4. A guy I met that I really liked turned out to be a guy who had gotten another girl pregnant right before he met me. She was planning the wedding, while he was dating me. Thank God I found out. They didn't last, go figure.

That's a few that I remember.

Juju2bigdog

Sunday, December 14, 2003 - 09:56 am EditMoveDeleteIP
I would also like to go on record as being one of the people who said no way in SPAIN should Kar ever go near this wacko again after the first date. I could have almost predicted the hate e-mails. I'm not sure I knew about the not-recommended date being in a blizzard. Ack!

Mocha

Sunday, December 14, 2003 - 09:59 am EditMoveDeleteIP
I'm sorry but the grass and wind just cracks me up, lol. It also scares the hell out of me.

Herckleperckle

Sunday, December 14, 2003 - 12:06 pm EditMoveDeleteIP
Adven: I actually dragged my dh to my PC and made him read your post. (He thinks I'm nuts cackling away on my PC for hours.) He cracked up, too, I'm happy to report! Absolutely loved the story.

HeyItsLori and Bobbie: OMG, OMG, OMG! Too creepy. Eww.

ZMom: I can't believe it. Someone else walked out on a date by going to the restroom! I did that in the 10th grade at a drive-in movie. I had accepted a blind date on recommendation of my BEST friend (grrr). He was just a huge turn-off in every way, but most especially because I caught him picking his nose!!!!!!! I just wanted to run right then and there. So, almost as soon as we got parked, I excused myself to go to the Ladies Room. I went in one door at the Concession area and walked out the other. Then I began what would have been a 5-mile walk home in the dark, but . . . I got picked up by a cop for walking on the wrong side of the road on a major highway. After a major lecture (safety on various fronts), he dropped me off a half block (no closer, at my insistence) from home.

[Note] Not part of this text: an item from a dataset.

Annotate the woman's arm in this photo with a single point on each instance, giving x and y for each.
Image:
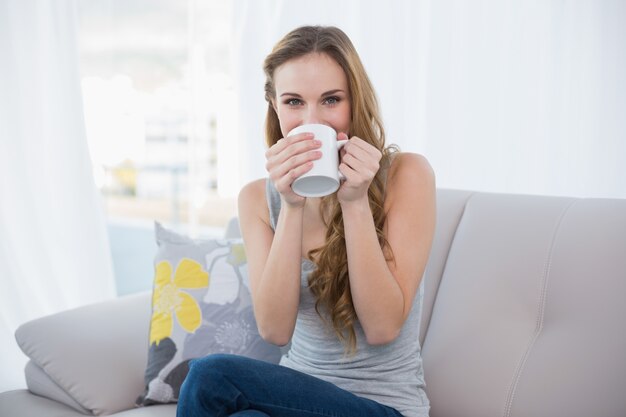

Ddr: #2 Reminds me of some of the people I always sit next to at the movies!

Herckleperckle

Sunday, December 14, 2003 - 12:09 pm EditMoveDeleteIP
And, last but not least, Karuuna: All I have to say is:






That one takes the cake!!!!!

Adven

Sunday, December 14, 2003 - 02:30 pm EditMoveDeleteIP
Thanks, HP.

I'm with Mocha. That blade of grass date is a riot. I wish I'd been a fly on the wall. Zmom getting bitten by a dog, Lori's KY story and Ddr's date singing in her ear for an entire concert are also classics. I don't know why, but I have weakness for the perverse. Go figure.

Herckleperckle

Sunday, December 14, 2003 - 07:08 pm EditMoveDeleteIP
Adven: Entertained by a psych guy. Who would have thunk it?!

Karuuna

Sunday, December 14, 2003 - 07:44 pm EditMoveDeleteIP
Would this be a bad time to mention that a fella I dated for 3 months last year read my Email (when I wasn't home), yelled at me in public (one time, and then he was history), accused me of having an online affair with a fellow TVCHer (sorry, complete fabrication), and after I dumped him filed a lawsuit against me? That kind of qualifies as a very very long bad date, doesn't it?

Herckleperckle

Sunday, December 14, 2003 - 08:47 pm EditMoveDeleteIP
Karuuna, sure hope he and the other guy are confined somewhere!!! (HP decides not to drink the water in CO!)

Juju2bigdog

Sunday, December 14, 2003 - 11:34 pm EditMoveDeleteIP
Uhhhhh, I think that was the other guy Tess and I TOLD her to dump ASAP! And we didn't even know all of that.